Once a destination for suits and formalwear, Marks & Spencer is betting on casual fashion and no longer selling suiting in most of its stores.

The company said tastes have evolved and the pandemic fuelled the trend for casualwear, with men favouring smart separates over tailoring.

Over 50 percent of M&S’s bigger stores are no longer selling suiting, with tailoring available in just 110 of its 254 larger stores. Instead, the retailer is focussing on categories such as chinos and shirts, which have higher sell-thrus.

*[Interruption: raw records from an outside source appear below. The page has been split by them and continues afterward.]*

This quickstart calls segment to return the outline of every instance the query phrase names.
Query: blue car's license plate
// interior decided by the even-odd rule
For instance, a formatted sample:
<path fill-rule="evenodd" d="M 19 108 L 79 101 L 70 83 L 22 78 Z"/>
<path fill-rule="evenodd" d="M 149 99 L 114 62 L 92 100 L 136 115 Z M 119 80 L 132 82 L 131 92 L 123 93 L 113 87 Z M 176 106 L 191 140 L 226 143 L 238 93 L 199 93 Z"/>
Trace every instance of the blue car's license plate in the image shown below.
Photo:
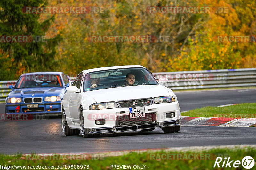
<path fill-rule="evenodd" d="M 38 104 L 27 104 L 27 107 L 28 108 L 35 108 L 38 107 Z"/>

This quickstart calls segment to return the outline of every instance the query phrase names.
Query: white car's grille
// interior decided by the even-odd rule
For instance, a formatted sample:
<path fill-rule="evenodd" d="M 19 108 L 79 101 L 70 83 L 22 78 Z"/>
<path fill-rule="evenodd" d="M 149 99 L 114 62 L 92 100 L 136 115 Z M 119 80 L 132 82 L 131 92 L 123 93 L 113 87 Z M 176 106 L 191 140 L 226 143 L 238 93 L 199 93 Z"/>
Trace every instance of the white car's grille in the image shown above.
<path fill-rule="evenodd" d="M 119 101 L 118 103 L 120 105 L 121 108 L 129 107 L 134 106 L 143 106 L 151 105 L 152 99 L 143 99 Z"/>

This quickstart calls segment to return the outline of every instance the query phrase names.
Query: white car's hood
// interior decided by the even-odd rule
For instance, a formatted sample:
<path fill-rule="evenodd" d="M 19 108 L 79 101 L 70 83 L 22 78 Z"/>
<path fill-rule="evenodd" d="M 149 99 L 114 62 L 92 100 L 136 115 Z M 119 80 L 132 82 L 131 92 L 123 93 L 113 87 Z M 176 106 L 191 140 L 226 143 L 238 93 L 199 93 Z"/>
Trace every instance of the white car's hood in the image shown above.
<path fill-rule="evenodd" d="M 85 93 L 91 96 L 97 103 L 169 96 L 168 90 L 159 85 L 125 86 Z"/>

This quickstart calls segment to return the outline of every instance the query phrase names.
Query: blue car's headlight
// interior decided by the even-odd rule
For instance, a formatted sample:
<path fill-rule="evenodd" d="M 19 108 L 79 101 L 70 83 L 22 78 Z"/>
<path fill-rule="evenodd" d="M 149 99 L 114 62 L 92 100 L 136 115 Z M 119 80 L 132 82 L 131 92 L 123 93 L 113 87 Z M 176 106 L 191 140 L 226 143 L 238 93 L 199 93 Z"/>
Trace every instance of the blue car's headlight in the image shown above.
<path fill-rule="evenodd" d="M 11 98 L 8 98 L 7 99 L 7 103 L 19 103 L 21 102 L 21 98 L 20 97 L 12 97 Z"/>
<path fill-rule="evenodd" d="M 153 104 L 173 102 L 175 101 L 175 98 L 173 96 L 158 97 L 153 99 Z"/>
<path fill-rule="evenodd" d="M 97 109 L 110 109 L 118 107 L 116 102 L 111 102 L 104 103 L 98 103 L 92 104 L 89 106 L 89 110 L 96 110 Z"/>
<path fill-rule="evenodd" d="M 56 102 L 56 101 L 61 101 L 61 99 L 59 96 L 47 96 L 44 98 L 45 102 Z"/>

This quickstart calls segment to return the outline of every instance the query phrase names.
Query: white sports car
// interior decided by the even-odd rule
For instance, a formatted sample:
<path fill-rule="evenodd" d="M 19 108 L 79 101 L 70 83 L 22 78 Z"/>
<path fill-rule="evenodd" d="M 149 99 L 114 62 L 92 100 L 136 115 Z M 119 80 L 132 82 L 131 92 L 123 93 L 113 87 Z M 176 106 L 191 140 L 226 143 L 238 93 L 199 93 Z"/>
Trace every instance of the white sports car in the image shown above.
<path fill-rule="evenodd" d="M 78 135 L 81 131 L 87 137 L 159 128 L 170 133 L 180 128 L 176 95 L 141 66 L 83 71 L 67 88 L 61 108 L 66 135 Z"/>

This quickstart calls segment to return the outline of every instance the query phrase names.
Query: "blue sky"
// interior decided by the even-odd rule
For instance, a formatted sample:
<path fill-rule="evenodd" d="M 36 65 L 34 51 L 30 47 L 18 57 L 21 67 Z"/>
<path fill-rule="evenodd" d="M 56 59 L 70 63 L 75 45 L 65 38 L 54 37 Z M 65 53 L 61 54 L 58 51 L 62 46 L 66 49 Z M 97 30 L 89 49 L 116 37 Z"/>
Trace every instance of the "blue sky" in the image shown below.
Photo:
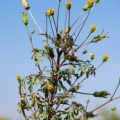
<path fill-rule="evenodd" d="M 62 0 L 64 1 L 64 0 Z M 71 21 L 77 17 L 81 10 L 81 6 L 85 0 L 71 0 L 73 12 L 71 13 Z M 57 8 L 57 0 L 29 0 L 31 11 L 37 21 L 40 23 L 42 30 L 45 30 L 45 11 L 54 7 Z M 63 3 L 64 4 L 64 3 Z M 118 77 L 120 77 L 120 1 L 119 0 L 101 0 L 100 3 L 93 9 L 85 28 L 81 35 L 84 37 L 89 31 L 91 24 L 98 26 L 95 34 L 100 33 L 104 28 L 108 32 L 108 39 L 99 42 L 98 44 L 90 45 L 89 52 L 96 54 L 96 59 L 93 62 L 98 65 L 102 56 L 109 54 L 109 60 L 98 71 L 95 78 L 91 78 L 85 82 L 85 86 L 81 90 L 92 92 L 98 90 L 108 90 L 113 92 L 117 85 Z M 37 72 L 34 62 L 31 60 L 31 46 L 27 36 L 27 31 L 21 20 L 21 12 L 25 11 L 20 0 L 1 0 L 0 3 L 0 116 L 7 116 L 11 120 L 20 120 L 21 116 L 16 111 L 19 95 L 17 93 L 17 82 L 14 79 L 16 74 L 21 74 L 22 77 Z M 57 10 L 56 10 L 57 11 Z M 62 25 L 61 13 L 61 25 Z M 30 19 L 30 29 L 37 27 Z M 95 35 L 93 34 L 93 36 Z M 41 38 L 35 37 L 35 45 L 41 47 Z M 92 88 L 92 89 L 91 89 Z M 120 89 L 118 90 L 120 93 Z M 120 95 L 120 94 L 118 94 Z M 79 98 L 77 98 L 79 99 Z M 92 101 L 92 100 L 91 100 Z M 120 108 L 120 100 L 110 103 L 110 107 L 117 105 Z M 95 99 L 91 104 L 95 106 L 103 100 Z M 118 109 L 120 111 L 120 109 Z"/>

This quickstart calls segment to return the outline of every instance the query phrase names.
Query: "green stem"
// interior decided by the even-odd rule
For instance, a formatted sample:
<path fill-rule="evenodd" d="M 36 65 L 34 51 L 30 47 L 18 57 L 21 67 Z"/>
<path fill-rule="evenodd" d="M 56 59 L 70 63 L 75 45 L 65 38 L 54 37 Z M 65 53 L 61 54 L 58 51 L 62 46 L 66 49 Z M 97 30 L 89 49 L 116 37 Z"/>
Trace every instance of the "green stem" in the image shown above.
<path fill-rule="evenodd" d="M 61 0 L 59 0 L 59 3 L 58 3 L 56 34 L 58 34 L 58 22 L 59 22 L 59 12 L 60 12 L 60 2 L 61 2 Z"/>
<path fill-rule="evenodd" d="M 91 33 L 88 34 L 88 36 L 86 37 L 86 39 L 75 49 L 75 51 L 78 50 L 80 47 L 83 46 L 83 44 L 88 40 L 88 38 L 90 37 L 90 35 L 91 35 Z"/>
<path fill-rule="evenodd" d="M 80 30 L 79 30 L 79 32 L 78 32 L 75 40 L 74 40 L 74 42 L 77 40 L 78 36 L 80 35 L 80 33 L 81 33 L 81 31 L 82 31 L 82 29 L 83 29 L 83 27 L 84 27 L 84 25 L 85 25 L 85 23 L 86 23 L 86 21 L 87 21 L 87 18 L 88 18 L 89 14 L 90 14 L 90 10 L 91 10 L 91 9 L 89 9 L 87 16 L 84 18 L 84 20 L 83 20 L 84 22 L 83 22 L 83 24 L 82 24 L 82 26 L 81 26 L 81 28 L 80 28 Z"/>
<path fill-rule="evenodd" d="M 52 22 L 51 22 L 50 17 L 49 17 L 49 21 L 50 21 L 50 27 L 51 27 L 51 30 L 52 30 L 52 33 L 53 33 L 53 37 L 55 38 L 55 34 L 54 34 L 54 30 L 53 30 L 53 27 L 52 27 Z"/>

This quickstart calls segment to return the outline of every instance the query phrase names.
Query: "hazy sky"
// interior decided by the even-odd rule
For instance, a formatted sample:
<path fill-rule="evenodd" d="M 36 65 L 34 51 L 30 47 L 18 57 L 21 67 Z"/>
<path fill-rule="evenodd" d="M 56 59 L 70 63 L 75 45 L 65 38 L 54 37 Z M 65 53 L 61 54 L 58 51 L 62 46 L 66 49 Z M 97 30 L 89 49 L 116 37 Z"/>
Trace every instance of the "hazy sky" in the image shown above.
<path fill-rule="evenodd" d="M 12 2 L 11 2 L 12 1 Z M 64 5 L 64 1 L 63 5 Z M 81 11 L 81 6 L 86 0 L 71 0 L 72 9 L 71 21 Z M 39 22 L 42 30 L 45 30 L 45 11 L 54 7 L 57 11 L 57 0 L 29 0 L 31 11 Z M 93 9 L 81 38 L 89 31 L 91 24 L 96 24 L 97 31 L 92 36 L 100 33 L 103 28 L 108 32 L 108 39 L 99 42 L 98 44 L 88 46 L 89 52 L 96 54 L 96 59 L 93 62 L 98 65 L 101 62 L 102 56 L 109 54 L 109 60 L 98 71 L 95 78 L 91 78 L 85 82 L 81 90 L 85 92 L 93 92 L 95 90 L 108 90 L 113 92 L 120 77 L 120 0 L 100 0 L 100 3 Z M 21 20 L 21 13 L 25 11 L 20 0 L 1 0 L 0 1 L 0 116 L 7 116 L 11 120 L 21 120 L 17 112 L 17 103 L 19 101 L 18 84 L 15 80 L 15 75 L 20 74 L 22 77 L 30 73 L 37 72 L 34 62 L 31 60 L 31 46 L 29 44 L 26 29 Z M 62 18 L 64 10 L 62 10 Z M 29 16 L 30 17 L 30 16 Z M 30 19 L 29 28 L 38 29 Z M 34 39 L 35 45 L 41 47 L 41 38 L 39 36 Z M 87 48 L 87 46 L 86 46 Z M 89 54 L 89 53 L 88 53 Z M 88 55 L 89 57 L 89 55 Z M 120 93 L 120 89 L 118 90 Z M 118 94 L 117 95 L 120 95 Z M 83 96 L 84 97 L 84 96 Z M 79 99 L 79 98 L 77 98 Z M 100 104 L 103 99 L 94 99 L 91 106 Z M 92 100 L 91 100 L 92 101 Z M 112 102 L 109 106 L 117 105 L 120 111 L 120 100 Z"/>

In total, sales of suits in the UK have fallen by 2.3 million over five years, according to the market research firm Kantar Group. It said men purchased two million of them in the year to July compared to 4.3 million for the same period in 2017.

Suit sales down 80 percent at the start of the pandemic

The decline began in 2019 when M&S said sales fell by seven per cent. In the first two months of the Covid pandemic, when millions of people were forced to work from home, M&S said it sold just 7,500 suits - a fall of 80 percent compared to the same period in the previous year.

M&S said in the year to April its formalwear saw a decline of 15 percent online and 72 percent in stores compared to the previous year. During the same period, sales of casualwear increased 61 percent online

Kantar data shows annual sales of men’s suiting feel from 469m pounds in 2016 to 159m pounds in past year to July.

M&S currently operates around 700 stores, of which the majority sells food.